Venice upgrade tokenomics: API revenue will trigger VVV buyback and burn, DIEM supply raised to 40,000
Odaily AI infrastructure project Venice has announced an update to its VVV and DIEM tokenomics model, introducing a new programmatic buyback and burn mechanism, and gradually increasing the DIEM supply target from 38,000 to 40,000 tokens.
Venice stated that VVV is its core ecosystem asset, an ERC-20 token issued on the Base chain. After purchasing and staking VVV, users can earn rewards, unlock Venice Pro benefits, and mint DIEM. Previously, a portion of platform revenue was used for market buybacks and burning VVV.
This update first expands the sources for VVV burns. Previously, Venice had implemented an automated VVV buyback and burn mechanism through Pro, Pro+, and Max subscription revenue. Now, this mechanism will cover API credit purchases: for every $100 a user spends on Venice API credits, $5 will be used to purchase and burn VVV. This process will be executed automatically; as API usage grows, more VVV will be removed from circulation.
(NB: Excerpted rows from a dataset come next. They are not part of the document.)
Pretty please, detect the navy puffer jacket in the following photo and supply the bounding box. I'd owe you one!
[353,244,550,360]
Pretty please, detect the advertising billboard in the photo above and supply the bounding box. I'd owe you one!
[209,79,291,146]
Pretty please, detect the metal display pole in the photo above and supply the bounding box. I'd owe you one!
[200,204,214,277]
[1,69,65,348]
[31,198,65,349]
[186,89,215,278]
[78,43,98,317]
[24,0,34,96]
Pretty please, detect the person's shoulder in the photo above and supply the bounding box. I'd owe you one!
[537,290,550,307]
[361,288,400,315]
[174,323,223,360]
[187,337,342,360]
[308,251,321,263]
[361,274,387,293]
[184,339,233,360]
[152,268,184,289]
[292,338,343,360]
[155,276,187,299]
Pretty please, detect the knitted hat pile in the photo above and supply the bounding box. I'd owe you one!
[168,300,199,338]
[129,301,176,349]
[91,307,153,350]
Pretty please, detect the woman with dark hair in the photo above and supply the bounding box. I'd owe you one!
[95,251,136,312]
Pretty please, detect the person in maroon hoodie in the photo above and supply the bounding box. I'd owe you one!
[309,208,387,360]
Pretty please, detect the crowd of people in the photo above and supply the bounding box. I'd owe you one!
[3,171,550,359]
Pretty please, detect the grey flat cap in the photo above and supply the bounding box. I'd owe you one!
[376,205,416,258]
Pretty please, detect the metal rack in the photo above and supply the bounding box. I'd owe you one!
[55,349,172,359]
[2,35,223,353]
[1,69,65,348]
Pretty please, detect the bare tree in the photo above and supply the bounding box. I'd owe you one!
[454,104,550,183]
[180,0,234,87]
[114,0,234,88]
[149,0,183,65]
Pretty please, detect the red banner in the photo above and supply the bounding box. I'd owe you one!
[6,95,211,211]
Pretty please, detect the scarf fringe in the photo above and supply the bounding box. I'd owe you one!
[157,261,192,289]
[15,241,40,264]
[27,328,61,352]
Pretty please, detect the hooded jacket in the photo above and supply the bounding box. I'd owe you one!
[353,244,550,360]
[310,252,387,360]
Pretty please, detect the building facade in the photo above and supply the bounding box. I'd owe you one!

Venice stated that the new API burn mechanism will be tracked separately on the official burn page, displayed distinctly from the burn records generated by subscription revenue.
At the same time, Venice will adjust the DIEM supply target. DIEM is the second-generation token in the Venice ecosystem, used to provide access to AI model credits, with each DIEM corresponding to $1 in daily Venice AI credit.
DIEM can only be minted by staking and locking VVV. Users can utilize or sell these AI credits. Previously, the DIEM supply target had long been fixed at 38,000 tokens.
Starting August 3rd, this target will be gradually increased to 40,000 tokens, adding minting space for up to 2,000 new DIEM tokens for the market. Since each new DIEM requires locking more staked VVV, this will correspondingly increase the daily supply of AI API credits.
Venice noted that as the DIEM supply approaches the target, the mint rate will gradually increase. This supply target increase will provide users with greater minting capacity while maintaining the ecosystem's supply-demand mechanism.
This adjustment shows that Venice is strengthening its tokenomics circular economy through the path of 'growth in AI service demand → increase in API revenue → continuous VVV burns → ecosystem value capture'.